A pathological diaphragmatic amplitude (using direct or indirect signs) is under 10 mm, for instance 5 mm, or null, or negative (paradoxical dynamic). Pleural symphysis, atelectasis, low tidal volume, neurological diseases, or abdominal hyperpressure explain a diminished or abolished phrenic amplitude. Phrenic palsy is a complication of cardiac or thoracic surgery and nerve blockade. It yields abolished lung sliding, elevated cupola, motionless cupola or paradoxical movement, absence of inspiratory thickening, for those who can assess this. For more information, read some excellent works [4, 5].
Outside the ICU
The Issue of Pulmonary Embolism in Standard Medicine
In many areas of medicine (internal medicine, emergency room, geriatrics, etc.), the spectrum of pulmonary embolism is an issue, quite an obsession. We have the feeling that the image of pulmonary embolism, which appears as a “monobloc disease,” can be split into several subtle boxes thanks to ultrasound. Four different situations can be indeed described:
1.
Severe dyspnea or shock plus visible venous thrombosis: extreme risk for sudden death
2.
Severe state without visible venous thrombosis: major risk for sudden death
3.
Good tolerance with venous thrombosis: risk for sudden death
4.
Good tolerance without visible venous thrombosis
This last situation is interesting. Let us consider, e.g., the case of a young woman with isolated basithoracic pain, seen in the ER. The fear of the doctor to see such patients suddenly die is familiar. Yet the (laudable) energy invested in this diagnosis would imply night aggressive helical CT (without premedication), blind night heparin therapy, or blind thrombolysis, plus the remote consequences of irradiation.
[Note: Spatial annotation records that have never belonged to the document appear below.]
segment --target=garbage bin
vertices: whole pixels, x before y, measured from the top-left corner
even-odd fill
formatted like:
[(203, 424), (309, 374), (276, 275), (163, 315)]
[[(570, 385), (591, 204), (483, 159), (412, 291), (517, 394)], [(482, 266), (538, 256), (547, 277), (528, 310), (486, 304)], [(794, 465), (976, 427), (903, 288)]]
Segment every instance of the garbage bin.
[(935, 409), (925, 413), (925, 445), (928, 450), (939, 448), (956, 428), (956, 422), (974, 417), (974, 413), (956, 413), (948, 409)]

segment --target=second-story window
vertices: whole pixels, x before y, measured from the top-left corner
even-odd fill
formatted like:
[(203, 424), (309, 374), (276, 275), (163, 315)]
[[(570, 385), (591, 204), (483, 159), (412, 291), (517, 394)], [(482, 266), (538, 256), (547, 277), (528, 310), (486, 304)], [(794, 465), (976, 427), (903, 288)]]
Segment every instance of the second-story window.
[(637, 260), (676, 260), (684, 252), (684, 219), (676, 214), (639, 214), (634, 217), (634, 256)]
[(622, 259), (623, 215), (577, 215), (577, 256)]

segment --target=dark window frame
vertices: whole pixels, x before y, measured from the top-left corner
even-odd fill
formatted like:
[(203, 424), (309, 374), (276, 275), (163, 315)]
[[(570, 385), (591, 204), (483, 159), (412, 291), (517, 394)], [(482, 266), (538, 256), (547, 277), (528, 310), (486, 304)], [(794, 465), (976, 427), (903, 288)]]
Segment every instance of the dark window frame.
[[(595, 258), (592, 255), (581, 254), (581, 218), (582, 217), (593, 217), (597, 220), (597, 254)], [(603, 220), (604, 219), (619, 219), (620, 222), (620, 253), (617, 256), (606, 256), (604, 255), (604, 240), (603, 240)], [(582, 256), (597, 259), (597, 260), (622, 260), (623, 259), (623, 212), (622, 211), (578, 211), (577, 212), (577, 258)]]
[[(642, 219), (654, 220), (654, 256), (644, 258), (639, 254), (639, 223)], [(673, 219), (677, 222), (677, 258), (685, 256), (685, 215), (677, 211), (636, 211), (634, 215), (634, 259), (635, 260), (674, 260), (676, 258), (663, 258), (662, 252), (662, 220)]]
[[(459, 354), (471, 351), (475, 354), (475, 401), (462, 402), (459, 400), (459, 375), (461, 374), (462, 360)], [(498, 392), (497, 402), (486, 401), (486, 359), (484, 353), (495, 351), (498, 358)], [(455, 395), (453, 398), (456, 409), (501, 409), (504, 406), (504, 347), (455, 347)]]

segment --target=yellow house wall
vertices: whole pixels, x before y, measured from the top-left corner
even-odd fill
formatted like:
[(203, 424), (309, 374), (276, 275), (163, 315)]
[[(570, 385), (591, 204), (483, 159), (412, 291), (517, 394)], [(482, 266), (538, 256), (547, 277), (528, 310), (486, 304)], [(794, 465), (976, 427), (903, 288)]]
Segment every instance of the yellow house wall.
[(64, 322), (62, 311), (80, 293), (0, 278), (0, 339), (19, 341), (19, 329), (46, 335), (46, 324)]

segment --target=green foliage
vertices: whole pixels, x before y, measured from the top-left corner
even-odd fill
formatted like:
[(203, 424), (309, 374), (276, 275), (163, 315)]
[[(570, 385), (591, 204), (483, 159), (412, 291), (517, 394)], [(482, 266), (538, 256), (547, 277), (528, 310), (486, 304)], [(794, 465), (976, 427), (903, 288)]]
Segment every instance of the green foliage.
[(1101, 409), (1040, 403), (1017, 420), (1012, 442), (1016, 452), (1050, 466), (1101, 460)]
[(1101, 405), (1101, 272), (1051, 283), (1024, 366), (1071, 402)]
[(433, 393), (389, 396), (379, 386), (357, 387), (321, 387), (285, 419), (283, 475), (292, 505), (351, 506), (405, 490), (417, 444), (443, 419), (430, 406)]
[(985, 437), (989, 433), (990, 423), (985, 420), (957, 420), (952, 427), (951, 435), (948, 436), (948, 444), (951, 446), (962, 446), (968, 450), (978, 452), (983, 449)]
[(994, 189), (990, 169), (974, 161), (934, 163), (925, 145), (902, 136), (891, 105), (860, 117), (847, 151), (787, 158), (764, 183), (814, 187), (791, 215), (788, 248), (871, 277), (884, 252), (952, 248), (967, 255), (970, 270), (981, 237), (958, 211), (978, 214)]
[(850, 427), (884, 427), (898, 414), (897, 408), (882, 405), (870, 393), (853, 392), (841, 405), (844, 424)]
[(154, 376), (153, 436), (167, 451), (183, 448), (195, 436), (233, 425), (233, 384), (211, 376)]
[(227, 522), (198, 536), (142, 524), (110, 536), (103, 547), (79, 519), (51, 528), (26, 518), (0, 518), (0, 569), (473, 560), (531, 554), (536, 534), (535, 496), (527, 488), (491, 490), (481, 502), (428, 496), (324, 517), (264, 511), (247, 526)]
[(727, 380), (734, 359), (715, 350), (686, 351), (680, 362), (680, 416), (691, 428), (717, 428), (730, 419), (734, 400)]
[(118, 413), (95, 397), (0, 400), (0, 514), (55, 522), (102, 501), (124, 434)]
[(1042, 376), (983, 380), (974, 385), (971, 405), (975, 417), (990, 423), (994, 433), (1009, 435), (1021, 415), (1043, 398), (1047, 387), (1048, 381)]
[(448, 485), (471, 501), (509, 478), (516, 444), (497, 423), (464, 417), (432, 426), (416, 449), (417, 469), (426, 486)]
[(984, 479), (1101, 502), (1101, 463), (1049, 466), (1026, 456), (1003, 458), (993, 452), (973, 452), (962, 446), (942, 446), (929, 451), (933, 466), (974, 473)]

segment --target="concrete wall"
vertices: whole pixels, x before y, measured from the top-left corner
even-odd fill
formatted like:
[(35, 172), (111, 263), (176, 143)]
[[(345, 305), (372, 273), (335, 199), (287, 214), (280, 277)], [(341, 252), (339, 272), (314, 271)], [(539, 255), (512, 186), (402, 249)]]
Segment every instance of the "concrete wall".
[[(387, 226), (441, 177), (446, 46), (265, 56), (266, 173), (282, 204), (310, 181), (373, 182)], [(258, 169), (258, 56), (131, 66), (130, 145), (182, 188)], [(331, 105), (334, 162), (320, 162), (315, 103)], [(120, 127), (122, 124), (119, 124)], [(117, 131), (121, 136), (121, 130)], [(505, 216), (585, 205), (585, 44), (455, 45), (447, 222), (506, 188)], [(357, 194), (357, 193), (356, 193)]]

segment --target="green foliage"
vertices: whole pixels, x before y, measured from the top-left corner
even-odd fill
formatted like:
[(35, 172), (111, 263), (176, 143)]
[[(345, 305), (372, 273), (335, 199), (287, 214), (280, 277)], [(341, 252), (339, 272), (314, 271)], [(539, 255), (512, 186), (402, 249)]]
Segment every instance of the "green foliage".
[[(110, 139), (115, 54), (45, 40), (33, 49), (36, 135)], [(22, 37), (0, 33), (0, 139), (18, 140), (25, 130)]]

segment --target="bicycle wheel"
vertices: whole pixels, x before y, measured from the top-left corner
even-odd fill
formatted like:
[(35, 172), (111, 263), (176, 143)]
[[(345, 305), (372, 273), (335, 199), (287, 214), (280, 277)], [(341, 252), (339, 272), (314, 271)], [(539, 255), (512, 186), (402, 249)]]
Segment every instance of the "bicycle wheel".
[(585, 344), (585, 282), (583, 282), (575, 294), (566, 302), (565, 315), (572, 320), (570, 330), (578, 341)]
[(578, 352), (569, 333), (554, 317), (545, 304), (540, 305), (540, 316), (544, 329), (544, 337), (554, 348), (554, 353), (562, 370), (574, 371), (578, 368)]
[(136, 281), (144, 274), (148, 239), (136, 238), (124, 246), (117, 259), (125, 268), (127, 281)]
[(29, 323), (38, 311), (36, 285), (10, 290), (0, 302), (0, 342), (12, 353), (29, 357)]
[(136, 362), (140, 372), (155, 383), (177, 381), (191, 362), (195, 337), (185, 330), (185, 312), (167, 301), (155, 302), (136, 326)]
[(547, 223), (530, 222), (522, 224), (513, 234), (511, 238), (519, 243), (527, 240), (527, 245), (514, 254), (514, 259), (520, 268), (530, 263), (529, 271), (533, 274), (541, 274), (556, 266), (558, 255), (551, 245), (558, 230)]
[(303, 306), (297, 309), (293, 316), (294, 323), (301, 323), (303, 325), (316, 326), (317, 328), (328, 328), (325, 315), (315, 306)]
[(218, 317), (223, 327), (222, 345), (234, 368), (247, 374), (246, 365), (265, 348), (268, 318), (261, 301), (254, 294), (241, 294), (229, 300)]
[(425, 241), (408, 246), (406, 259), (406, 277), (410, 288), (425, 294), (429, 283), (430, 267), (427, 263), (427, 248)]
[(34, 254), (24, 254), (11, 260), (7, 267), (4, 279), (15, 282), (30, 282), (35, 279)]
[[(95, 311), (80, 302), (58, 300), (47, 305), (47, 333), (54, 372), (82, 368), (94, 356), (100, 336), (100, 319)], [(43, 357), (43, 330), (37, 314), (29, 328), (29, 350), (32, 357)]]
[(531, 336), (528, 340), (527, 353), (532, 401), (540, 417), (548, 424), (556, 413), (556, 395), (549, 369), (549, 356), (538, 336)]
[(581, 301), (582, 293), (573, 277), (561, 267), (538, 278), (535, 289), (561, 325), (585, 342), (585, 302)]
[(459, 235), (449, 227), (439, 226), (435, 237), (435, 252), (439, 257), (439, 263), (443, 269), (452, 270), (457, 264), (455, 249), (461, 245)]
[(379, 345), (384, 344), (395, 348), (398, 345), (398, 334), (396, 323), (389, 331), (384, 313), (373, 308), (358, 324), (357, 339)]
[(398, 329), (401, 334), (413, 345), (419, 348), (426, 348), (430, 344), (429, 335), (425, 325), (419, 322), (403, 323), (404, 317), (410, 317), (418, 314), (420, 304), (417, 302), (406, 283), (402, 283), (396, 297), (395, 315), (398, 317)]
For decades before the advent of CT, we had the risk of the highly invasive pulmonary angiography, done day or night. At these times, ultrasound was fully operational. There is a price to pay for this behavior [6–11].
The Grotowski law speculates that, a few seconds before sudden death occurs from a massive pulmonary embolism, there is always a voluminous, floating, iliocaval, highly unstable deep venous thrombosis – easy to detect using simple ultrasound, in a patient with no or little thoracic complaint. De la Palice was said to be still alive 5 min before his death (in the year 1525). Usually, 5 min before death, people are in extremely critical shock. For drama such as massive embolism, de la Palice was possibly right: following his philosophy, we consider that massive pulmonary embolism should be anticipated – i.e., what the CLOT-protocol (described in Chap. 28) makes.